Gould, of course, did not "invent" assumptions about divine intent as Sober accuses. Such theological assumptions have been popular for centuries, and are crucial in the formulation and justification of evolution by Darwin and evolutionists since. But Sober is correct that it is a powerful religious assumption, rebuking design and therefore pointing to a naturalistic narrative, of one sort or another.

Sober suggests that such assumptions should not be used, but in his new paper approves of precisely this sort of argumentation. Sober explains how common ancestry is indicated, not because it is likely, but because separate ancestry is unlikely. How is this done? By appealing to those "useless and deleterious" designs in nature, such as our tailbone and those invisible gill slits in the human fetus. Sober writes:

One of the main objections to Darwin’s theory, both when the Origin was published and in the minds of many present-day Creationists, is the idea that species (or ‘‘fundamental kinds’’ of organism) are separated from each other by walls. No one doubted, then or now, that natural selection can cause small changes within existing species. The question was whether the process Darwin described can bring about large changes. Maybe a species can be pushed only so far. ...

If we focus just on natural selection, it is hard to see why Darwin had the more compelling case. However, if we set natural selection aside and consider instead the idea of common ancestry, the picture changes. Darwin thought he had strong evidence for common ancestry. This is enough to show that insuperable species boundaries (and insuperable boundaries between ‘‘kinds’’) are a myth; if different species have a common ancestor, the lineages involved faced no such walls in their evolution. And the case for common ancestry does not depend on natural selection at all. ...

Two of the facts mentioned earlier--that humans and monkeys have tailbones, and that human fetuses and fish have gill slits--are evidence for common ancestry precisely because tailbones and gill slits are useless in humans.

Sober goes on to explain that such "useless" designs make separate ancestry unlikely, and therefore make common ancestry likely. Evolution relies on this form argument and so Sober calls it Darwin's Principle. But Sober mysteriously fails to finish the story. Yes, such arguments are powerful, and they do make common ancestry a no-brainer. And they are ubiquitous in the evolution genre. But as with Gould's argument about why the panda's thumb proves evolution, they are religious.

Sober knows that Darwin's Principle is foundational to evolutionary claims. But amazingly he departs from his earlier thinking, where he criticized Gould for using religious assumptions, and now attempts to portray Darwin's Principle as metaphysically neutral. He explains that for "useless" designs, the likelihood ratio (the ratio of the probability of the design on common ancestry to the probability of the design on separate ancestry) is large because the denominator (the probability of the design on separate ancestry) is so small.

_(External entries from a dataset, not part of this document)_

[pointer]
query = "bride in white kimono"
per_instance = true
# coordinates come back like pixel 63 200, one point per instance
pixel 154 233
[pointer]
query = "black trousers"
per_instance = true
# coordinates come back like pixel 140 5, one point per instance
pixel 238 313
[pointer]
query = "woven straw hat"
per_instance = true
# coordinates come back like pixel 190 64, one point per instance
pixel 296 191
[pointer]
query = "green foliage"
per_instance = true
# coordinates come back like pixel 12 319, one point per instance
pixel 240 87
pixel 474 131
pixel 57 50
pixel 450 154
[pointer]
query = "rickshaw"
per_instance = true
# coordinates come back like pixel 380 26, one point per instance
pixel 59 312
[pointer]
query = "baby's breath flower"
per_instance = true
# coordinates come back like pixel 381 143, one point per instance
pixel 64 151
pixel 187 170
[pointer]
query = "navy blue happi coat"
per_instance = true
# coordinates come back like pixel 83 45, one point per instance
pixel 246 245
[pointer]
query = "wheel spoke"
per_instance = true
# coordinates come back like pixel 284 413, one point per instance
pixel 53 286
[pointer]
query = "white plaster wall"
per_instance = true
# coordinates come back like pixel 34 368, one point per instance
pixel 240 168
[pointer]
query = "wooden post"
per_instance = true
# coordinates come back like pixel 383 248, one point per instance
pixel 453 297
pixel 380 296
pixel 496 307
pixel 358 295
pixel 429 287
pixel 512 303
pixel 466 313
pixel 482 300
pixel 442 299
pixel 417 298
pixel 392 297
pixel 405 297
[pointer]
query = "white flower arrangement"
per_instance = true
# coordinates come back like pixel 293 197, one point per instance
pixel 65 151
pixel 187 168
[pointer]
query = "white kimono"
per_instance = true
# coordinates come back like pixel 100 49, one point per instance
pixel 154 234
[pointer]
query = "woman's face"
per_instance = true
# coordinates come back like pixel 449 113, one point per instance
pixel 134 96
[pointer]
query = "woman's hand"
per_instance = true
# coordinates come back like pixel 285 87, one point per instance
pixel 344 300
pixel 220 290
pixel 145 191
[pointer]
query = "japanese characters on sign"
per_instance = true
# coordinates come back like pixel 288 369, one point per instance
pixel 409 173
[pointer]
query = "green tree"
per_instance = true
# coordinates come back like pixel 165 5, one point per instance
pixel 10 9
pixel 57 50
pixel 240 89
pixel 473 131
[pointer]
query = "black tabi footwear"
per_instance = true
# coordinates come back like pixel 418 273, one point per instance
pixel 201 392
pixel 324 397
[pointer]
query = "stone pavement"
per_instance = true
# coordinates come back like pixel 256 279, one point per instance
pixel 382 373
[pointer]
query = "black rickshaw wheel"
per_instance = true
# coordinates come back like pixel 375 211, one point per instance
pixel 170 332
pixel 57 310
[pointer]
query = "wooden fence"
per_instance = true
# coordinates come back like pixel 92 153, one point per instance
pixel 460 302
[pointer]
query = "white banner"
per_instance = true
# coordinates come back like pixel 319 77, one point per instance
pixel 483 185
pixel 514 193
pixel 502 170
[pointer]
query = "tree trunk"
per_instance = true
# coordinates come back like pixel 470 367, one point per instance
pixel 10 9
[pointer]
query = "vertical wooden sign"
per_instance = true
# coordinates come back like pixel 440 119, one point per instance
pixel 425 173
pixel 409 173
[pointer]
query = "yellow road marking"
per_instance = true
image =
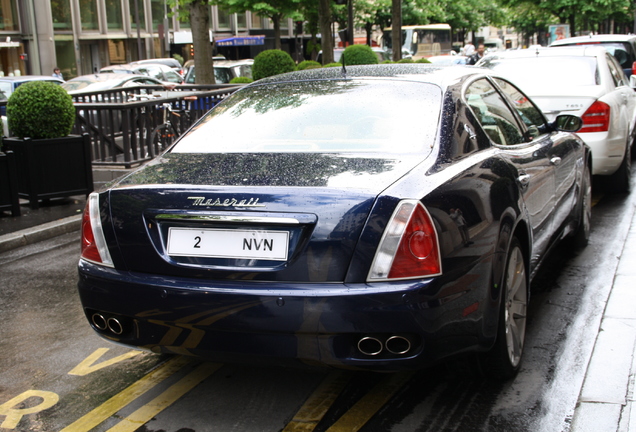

But Sober mysteriously fails to explain the obvious. The elephant in the room is ignored as Sober moves on to an analogy about term papers. The reason the denominator is so small is that a religious premise about divine intent was smuggled in. The reason those creationist concerns about insuperable boundaries do not hold is because common ancestry is likely. And common ancestry is likely because nature's designs given separate ancestry is unlikely. And those designs given separate ancestry are unlikely because god would not have given us our "useless" tailbones.

How ironic. The supposedly scientific theory of evolution relies on religious assumptions about divine intent to rebuke the religious theory of creation about its concerns that empirical observations indicate biological variation is limited.